First, a tightened bolt experiences only a small fraction of any external load that will be applied later, so that a fully tightened bolt can (depending on the exact application) sustain a much greater load than a loosely tightened bolt.

Second, a nut that is correctly tightened will resist becoming loose under the influence of vibration, temperature cycling, etc.

==Bearing preload==

Application of bearing preload in a wheel assembly of an inline skate

Internal stress to a bearing through application of negative clearance is known as bearing preloading. Advantages of preloading include the following: maintain axial and radial position for accurate displacements of angular movements; increase bearing rigidity; prevent sliding or gyroscope-like movements, especially with high acceleration or rotation rates; maintain relative position of bearing elements. Preloading methods include position preload and constant pressure preload.

==Testing preload==

It is also used in testing a specimen, for a process where the crosshead moves to load the specimen to a specified value before a test starts. Data is not captured during the preload segment.

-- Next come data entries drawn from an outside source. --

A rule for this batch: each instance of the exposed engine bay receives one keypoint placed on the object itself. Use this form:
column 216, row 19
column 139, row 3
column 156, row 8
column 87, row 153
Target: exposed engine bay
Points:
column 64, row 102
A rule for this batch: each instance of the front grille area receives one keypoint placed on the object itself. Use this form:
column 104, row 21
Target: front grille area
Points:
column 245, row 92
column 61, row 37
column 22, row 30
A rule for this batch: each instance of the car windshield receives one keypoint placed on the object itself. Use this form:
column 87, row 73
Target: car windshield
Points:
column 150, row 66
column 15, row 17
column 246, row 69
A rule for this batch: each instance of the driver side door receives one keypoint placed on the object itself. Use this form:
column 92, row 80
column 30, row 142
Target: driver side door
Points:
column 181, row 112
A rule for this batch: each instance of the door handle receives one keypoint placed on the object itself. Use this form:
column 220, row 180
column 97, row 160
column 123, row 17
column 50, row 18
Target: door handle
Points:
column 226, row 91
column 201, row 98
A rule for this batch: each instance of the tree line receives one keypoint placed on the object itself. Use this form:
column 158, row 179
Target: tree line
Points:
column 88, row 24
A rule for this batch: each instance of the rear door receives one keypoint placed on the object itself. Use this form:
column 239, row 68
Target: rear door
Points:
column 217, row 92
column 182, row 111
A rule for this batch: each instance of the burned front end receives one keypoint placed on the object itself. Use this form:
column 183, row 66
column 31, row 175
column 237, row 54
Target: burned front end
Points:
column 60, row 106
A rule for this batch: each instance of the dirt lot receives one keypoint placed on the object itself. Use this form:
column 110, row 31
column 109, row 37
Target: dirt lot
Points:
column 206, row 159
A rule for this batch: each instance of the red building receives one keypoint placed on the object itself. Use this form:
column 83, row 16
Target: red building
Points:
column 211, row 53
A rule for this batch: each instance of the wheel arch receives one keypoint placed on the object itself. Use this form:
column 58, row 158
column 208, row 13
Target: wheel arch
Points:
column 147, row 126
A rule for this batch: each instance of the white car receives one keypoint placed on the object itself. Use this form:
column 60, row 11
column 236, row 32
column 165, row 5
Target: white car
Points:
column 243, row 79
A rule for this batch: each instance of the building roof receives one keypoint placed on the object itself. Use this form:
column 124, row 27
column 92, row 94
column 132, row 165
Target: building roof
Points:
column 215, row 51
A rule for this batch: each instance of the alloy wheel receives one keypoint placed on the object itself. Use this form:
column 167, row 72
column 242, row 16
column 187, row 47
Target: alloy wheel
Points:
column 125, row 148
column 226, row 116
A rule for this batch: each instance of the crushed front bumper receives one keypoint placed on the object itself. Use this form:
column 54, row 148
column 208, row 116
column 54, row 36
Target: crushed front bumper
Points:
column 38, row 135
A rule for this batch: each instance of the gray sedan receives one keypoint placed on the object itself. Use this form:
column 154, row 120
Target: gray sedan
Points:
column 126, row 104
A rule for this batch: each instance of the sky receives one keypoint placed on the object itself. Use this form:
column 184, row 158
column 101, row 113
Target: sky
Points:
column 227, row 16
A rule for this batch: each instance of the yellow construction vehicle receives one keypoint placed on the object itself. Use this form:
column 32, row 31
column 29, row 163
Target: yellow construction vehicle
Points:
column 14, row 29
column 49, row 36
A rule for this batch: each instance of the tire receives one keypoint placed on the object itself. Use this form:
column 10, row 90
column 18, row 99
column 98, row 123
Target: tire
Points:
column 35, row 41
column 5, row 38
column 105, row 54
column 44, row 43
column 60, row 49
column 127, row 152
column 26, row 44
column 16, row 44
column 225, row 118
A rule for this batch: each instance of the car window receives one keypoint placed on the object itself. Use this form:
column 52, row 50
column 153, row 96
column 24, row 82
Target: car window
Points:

When tensile specimens are initially placed into testing grips, they can be subjected to small compressive forces. These forces can cause specimens to bend imperceptibly, causing inaccurate and inconsistent results. Establishing a small preload as a part of the test method eliminates those compressive forces on specimens and improves the repeatability of results.

==Soil preloading==

In civil engineering, soil preloading refers to the process of applying a compressive load to a soil or rock layer to consolidate it before starting construction. The applied vertical stress is necessary to deter uneven settlement due to the weight of structures built upon the soil.
==Applications==

Preload becomes very important for large mechanical and high performance systems such as large telescopes. In the general sense, it refers to the internal application of stress to certain mechanical systems. By tensioning, preloading increases the natural frequency of a structure, avoiding resonance due to external disturbances. It also prevents buckling if stresses change depending on position in certain systems. In the particular case for bearings and fasteners, preload reduces or cancels backlash or dead zones. In addition, preload aids to limit applied loads to a system.